本プログラム Jacobi.py は、いかなる出力ファイルも生成しません。 計算結果はすべて標準出力(コンソール)に直接表示されます。

出力される主な内容は以下の通りです。

  • 各反復ステップ(イテレーション)の回数。

  • その反復ステップで計算された現在の解ベクトル \(\mathbf{x}\) の値。

  • 収束条件が満たされた場合に表示される「Converged」メッセージ。

  • 最大反復回数に達しても収束しなかった場合に表示される「Not converged」メッセージ。

コマンドラインでの使用例 (Usage)

Jacobi.py プログラムは、コマンドライン引数を受け付けません。直接Pythonインタープリタで実行するだけです。

基本的な実行コマンドは以下の通りです。

python Jacobi.py

コマンドラインでの具体的な使用例

以下のコマンドで Jacobi.py を実行します。

python Jacobi.py

プログラムに設定されているデフォルト値は以下の通りです。

  • 係数行列 Hij: [[3, 2, 1], [1, 4, 1], [2, 2, 5]]
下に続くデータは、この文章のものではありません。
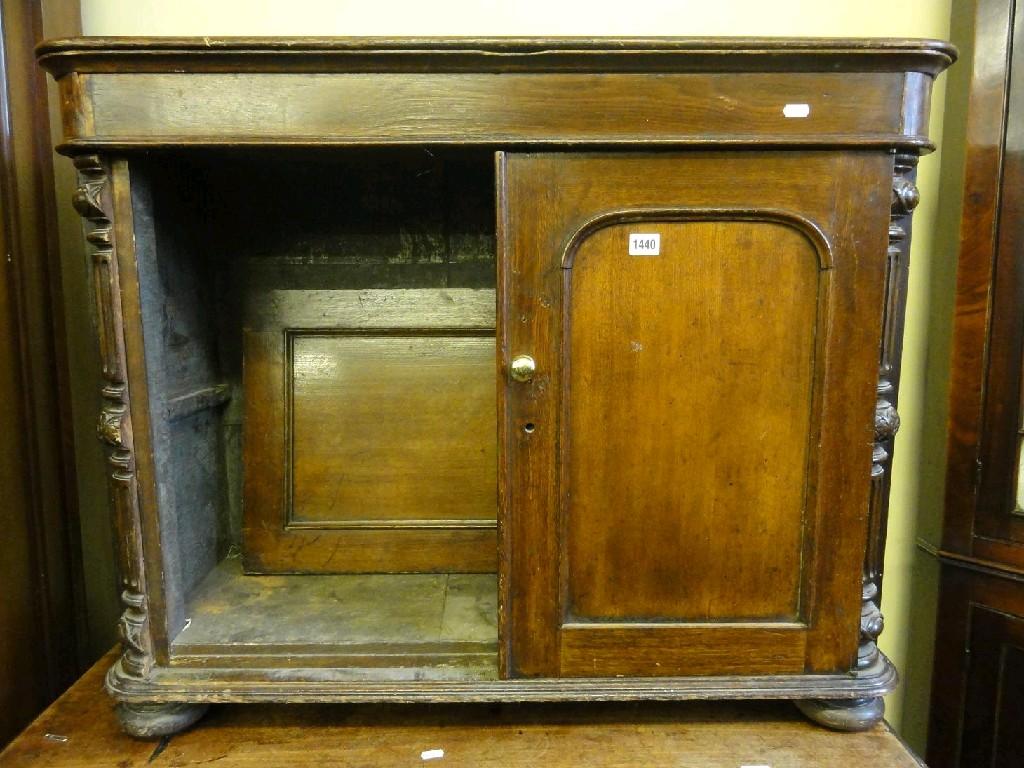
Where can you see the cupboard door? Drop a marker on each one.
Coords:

  • 右辺ベクトル yi: [10, 12, 21]

  • 許容誤差 eps: 1.0e-16

  • 最大反復回数 nmaxiter: 300

この実行により、ヤコビ反復法による解の計算過程と、最終的な収束結果が標準出力に表示されます。

実行結果例:

1-th iteration
  x= [3.3333333333333335, 3.0, 4.2]
2-th iteration
  x= [1.6, 1.875, 2.533333333333333]
3-th iteration
  x= [2.8583333333333335, 1.9666666666666666, 2.37]
4-th iteration
  x= [2.011111111111111, 2.059722222222222, 2.158333333333333]
5-th iteration
  x= [2.6075925925925927, 2.000347222222222, 2.08375]
6-th iteration
  x= [2.2185185185185187, 2.013449074074074, 2.028046296296296]
7-th iteration
  x= [2.4939012345679013, 2.001962962962963, 2.0084537037037037]
8-th iteration
  x= [2.304020987654321, 2.003185185185185, 2.0029302469135804]
9-th iteration
  x= [2.428549382716049, 2.0009953703703703, 2.0011506172839507]
10-th iteration
  x= [2.3456249999999997, 2.001099537037037, 2.000454320987654]
...
27-th iteration
  x= [2.0000000000000004, 2.0000000000000004, 2.0000000000000004]
28-th iteration
  x= [2.0, 2.0, 2.0]
Converged

上記の出力例では、28回目の反復で収束条件を満たし、最終的な解ベクトル \(\mathbf{x} \approx [2.0, 2.0, 2.0]^T\) が得られたことを示しています。